高市氏が参政党に対して「政策が近い」と述べたという情報を、そのまま「高市氏が参政党を事実上推薦している」といったイメージに変換してしまう使われ方が見られます。
ここで本来必要なのは、「どの政策がどの程度一致し、どこが異なるのか」という具体的説明ですが、それを飛ばして「高市再選のためには参政党」と短絡させるのは、ミスリーディングだという批判に繋がります。
3つ目は、有権者の心理を利用した「看板借り」です。
高市氏本人や自民党のブランド力・知名度を利用して、「高市さんを守るには参政党だ」という構図を作り、自党への投票を誘導している点が、「看板を借りて支持をかき集めている」と見なされます。
特に、高市氏本人が明確に「私が内閣総理大臣でいるためには、他の党に一票入れられたら総理大臣やなくなりますんで」「自民党の仲間が一人でも多くいることが大事」と公言しており、参政党この種のキャンペーンは「他人の名前と人気を勝手に利用している」と受け取られても仕方がありません。
4 法的にはグレー、政治倫理的にはアウト寄り
法的に見ると、「○○首相を支えるために××党に投票を」という類いのメッセージ自体は、直ちに公選法違反と断定されるものではありません。
実際、日本の選挙では「政権交代のために」「首相を守るために」といったスローガンは広く用いられており、それ自体は許容範囲とされています。
しかし今回のケースは、
- 国会での首相指名選挙という内部手続きと、
- 国民の一般選挙での投票行動、
この二つを意図的に混同させるようなメッセージ運用をしているため、「法的にはグレーだが、政治倫理的にはかなり問題が大きい」という評価になりやすい構造です。
特に、高市氏側から正式な推薦や選挙協力合意が出ていないにもかかわらず、その印象だけを前面に出して集票する行為は、「誤認を利用した政治ビジネス」に近いと見る向きもあります。
5 有権者側が押さえるべきポイント
最後に、有権者として押さえておきたいのは次の点です。
首相指名選挙で誰に投票するかを決めるのは国会議員であり、有権者は「どの党・どの候補を国会に送り込むか」を決めているに過ぎません。
ある党が「○○首相を支える」と言っていても、それは「その党がそう主張している」だけであって、首相が所属していない政党に投票しても首相を否定する票になるだけです。

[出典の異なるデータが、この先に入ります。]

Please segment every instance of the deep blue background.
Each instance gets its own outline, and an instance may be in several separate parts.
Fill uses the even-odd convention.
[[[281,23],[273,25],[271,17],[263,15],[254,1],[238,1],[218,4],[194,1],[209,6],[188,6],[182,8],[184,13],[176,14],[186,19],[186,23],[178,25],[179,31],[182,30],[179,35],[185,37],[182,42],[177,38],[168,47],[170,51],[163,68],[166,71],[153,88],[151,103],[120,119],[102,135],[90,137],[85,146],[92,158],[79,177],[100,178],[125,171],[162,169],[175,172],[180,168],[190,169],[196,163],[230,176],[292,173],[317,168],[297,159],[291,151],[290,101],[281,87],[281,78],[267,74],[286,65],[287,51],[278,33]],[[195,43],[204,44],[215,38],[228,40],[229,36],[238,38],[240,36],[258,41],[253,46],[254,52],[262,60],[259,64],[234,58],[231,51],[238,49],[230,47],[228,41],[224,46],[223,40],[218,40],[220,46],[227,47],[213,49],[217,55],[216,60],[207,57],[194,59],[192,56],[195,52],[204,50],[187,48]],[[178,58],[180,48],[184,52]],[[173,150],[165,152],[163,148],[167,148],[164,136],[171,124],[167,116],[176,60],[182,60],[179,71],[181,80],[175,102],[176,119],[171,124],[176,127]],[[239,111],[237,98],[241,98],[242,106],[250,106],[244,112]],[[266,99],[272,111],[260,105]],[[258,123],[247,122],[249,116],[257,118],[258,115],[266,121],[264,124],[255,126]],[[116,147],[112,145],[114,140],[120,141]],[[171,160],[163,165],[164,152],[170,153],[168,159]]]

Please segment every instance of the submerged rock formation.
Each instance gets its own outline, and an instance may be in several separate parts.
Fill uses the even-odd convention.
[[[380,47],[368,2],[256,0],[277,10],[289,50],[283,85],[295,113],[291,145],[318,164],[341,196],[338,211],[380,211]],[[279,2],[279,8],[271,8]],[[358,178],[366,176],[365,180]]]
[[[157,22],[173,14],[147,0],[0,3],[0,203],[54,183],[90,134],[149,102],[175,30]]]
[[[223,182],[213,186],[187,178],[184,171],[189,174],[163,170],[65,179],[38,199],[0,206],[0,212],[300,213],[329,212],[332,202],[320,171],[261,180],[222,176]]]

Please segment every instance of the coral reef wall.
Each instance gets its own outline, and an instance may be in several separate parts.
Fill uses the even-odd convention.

。
「○○首相再選のために××党に投票しろ」というメッセージを見た場合は、
- 本人の公式発言か、
- どの選挙(国政・地方・党内選挙)に関する話か、
- 具体的にどの政策が一致しているのか、
この三点を冷静に確認することが重要です。
こうした確認を怠ると、「高市首相を支えたい」という善意の感情が、結果的にまったく別の政党の集票作戦に利用され、むしろ高市首相の足を引っ張ってしまう危険があります。